NAD+ (nicotinamide adenine dinucleotide) is a critical coenzyme found in every living cell, serving as a central metabolic regulator of energy production, DNA repair, and cellular signaling. As a research compound, NAD+ has become one of the most intensively studied molecules in aging biology and metabolic science, with hundreds of peer-reviewed publications exploring its role in maintaining cellular homeostasis.

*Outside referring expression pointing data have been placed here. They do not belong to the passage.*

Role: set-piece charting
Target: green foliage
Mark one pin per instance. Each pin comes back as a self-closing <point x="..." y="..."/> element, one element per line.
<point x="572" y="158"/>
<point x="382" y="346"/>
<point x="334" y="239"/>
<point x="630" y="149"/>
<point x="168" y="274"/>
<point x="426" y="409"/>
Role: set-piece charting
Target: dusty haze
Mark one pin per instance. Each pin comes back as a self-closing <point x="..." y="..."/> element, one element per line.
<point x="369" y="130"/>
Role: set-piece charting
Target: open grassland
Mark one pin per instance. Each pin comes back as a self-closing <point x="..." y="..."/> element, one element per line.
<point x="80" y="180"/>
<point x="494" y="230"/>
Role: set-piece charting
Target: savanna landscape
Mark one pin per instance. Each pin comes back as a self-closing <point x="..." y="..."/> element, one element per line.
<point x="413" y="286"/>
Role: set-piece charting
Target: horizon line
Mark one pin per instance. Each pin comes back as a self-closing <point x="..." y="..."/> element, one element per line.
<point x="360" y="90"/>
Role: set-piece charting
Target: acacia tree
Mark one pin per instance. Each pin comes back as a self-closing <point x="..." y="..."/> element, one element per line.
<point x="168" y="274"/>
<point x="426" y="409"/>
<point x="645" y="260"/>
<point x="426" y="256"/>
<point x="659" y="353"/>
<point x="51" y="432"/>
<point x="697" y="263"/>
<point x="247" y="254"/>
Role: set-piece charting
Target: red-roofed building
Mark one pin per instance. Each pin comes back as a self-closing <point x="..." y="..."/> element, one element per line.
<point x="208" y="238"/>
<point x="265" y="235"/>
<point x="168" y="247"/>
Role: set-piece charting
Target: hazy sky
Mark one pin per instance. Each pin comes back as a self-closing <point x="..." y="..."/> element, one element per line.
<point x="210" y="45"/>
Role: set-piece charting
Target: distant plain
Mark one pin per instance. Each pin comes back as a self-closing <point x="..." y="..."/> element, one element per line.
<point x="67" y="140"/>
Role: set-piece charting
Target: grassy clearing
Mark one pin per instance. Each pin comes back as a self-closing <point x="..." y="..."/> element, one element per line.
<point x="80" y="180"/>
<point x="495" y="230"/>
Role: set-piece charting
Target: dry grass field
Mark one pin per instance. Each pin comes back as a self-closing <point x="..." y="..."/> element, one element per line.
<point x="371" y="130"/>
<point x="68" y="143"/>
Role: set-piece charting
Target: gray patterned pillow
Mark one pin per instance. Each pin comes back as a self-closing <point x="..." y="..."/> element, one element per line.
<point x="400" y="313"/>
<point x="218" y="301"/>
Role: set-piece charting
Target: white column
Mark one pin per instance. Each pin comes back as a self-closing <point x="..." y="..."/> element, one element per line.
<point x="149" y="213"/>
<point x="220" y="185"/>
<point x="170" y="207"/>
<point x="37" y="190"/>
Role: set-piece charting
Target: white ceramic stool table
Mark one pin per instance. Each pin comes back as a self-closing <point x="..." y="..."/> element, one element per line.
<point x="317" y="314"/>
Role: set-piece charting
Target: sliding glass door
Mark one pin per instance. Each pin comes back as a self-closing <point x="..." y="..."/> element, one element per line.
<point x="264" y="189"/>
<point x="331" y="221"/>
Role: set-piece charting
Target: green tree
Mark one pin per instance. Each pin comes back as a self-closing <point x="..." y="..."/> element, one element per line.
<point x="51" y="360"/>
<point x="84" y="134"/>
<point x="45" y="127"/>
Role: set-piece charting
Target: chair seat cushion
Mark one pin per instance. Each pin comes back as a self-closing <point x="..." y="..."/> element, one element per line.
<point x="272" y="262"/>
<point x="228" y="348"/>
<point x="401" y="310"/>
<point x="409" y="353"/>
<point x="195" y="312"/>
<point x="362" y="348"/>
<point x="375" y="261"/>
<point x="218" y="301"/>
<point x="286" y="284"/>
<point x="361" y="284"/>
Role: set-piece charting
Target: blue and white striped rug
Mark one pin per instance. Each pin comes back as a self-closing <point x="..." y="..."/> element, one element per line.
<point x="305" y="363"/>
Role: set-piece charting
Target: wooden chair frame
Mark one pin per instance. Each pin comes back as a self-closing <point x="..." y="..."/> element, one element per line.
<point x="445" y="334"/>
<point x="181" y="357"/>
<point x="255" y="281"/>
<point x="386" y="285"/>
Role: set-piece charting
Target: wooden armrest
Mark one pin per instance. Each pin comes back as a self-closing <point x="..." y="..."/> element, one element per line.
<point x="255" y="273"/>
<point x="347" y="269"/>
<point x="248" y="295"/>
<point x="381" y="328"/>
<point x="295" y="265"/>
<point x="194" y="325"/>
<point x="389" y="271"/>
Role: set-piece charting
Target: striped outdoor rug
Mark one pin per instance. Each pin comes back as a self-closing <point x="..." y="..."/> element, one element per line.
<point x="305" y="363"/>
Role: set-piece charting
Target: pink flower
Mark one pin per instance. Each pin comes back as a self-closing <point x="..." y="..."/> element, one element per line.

Research Use Only: The information provided is for research and educational purposes only. NAD+ and related compounds sold by Oath Research are intended strictly for laboratory research and are not for human consumption, clinical use, or as medical treatments. Always consult with qualified researchers and follow institutional guidelines.
Biochemical Properties
NAD+ is a dinucleotide composed of two nucleotides joined through their phosphate groups — one containing an adenine nucleobase and the other containing nicotinamide. Laboratory characterization has established the following well-documented properties:
Molecular Weight: 663.43 Da (C₂₁H₂₇N₇O₁₄P₂)
Structure: Dinucleotide consisting of nicotinamide mononucleotide (NMN) linked to adenosine monophosphate (AMP)
Redox Function: Cycles between oxidized (NAD+) and reduced (NADH) forms to facilitate electron transfer reactions
Solubility Profile: Highly water-soluble, facilitating in vitro and in vivo research applications
Stability: Sensitive to pH extremes, light, and heat; best stored lyophilized at -20°C
Research Applications and Studies
Academic laboratories have investigated NAD+ across numerous experimental contexts. The molecule participates in over 500 enzymatic reactions and serves as a substrate for key enzyme families including sirtuins, PARPs, and CD38. Recent publications have explored several critical areas of investigation:
Aging and Longevity Research: A landmark review in Endocrine Reviews (2023) by Bhasin et al. documented that NAD+ levels decline progressively with age across worms, flies, mice, and humans, and that this decline correlates with mitochondrial dysfunction, genomic instability, and metabolic disease (PMID: 37364580).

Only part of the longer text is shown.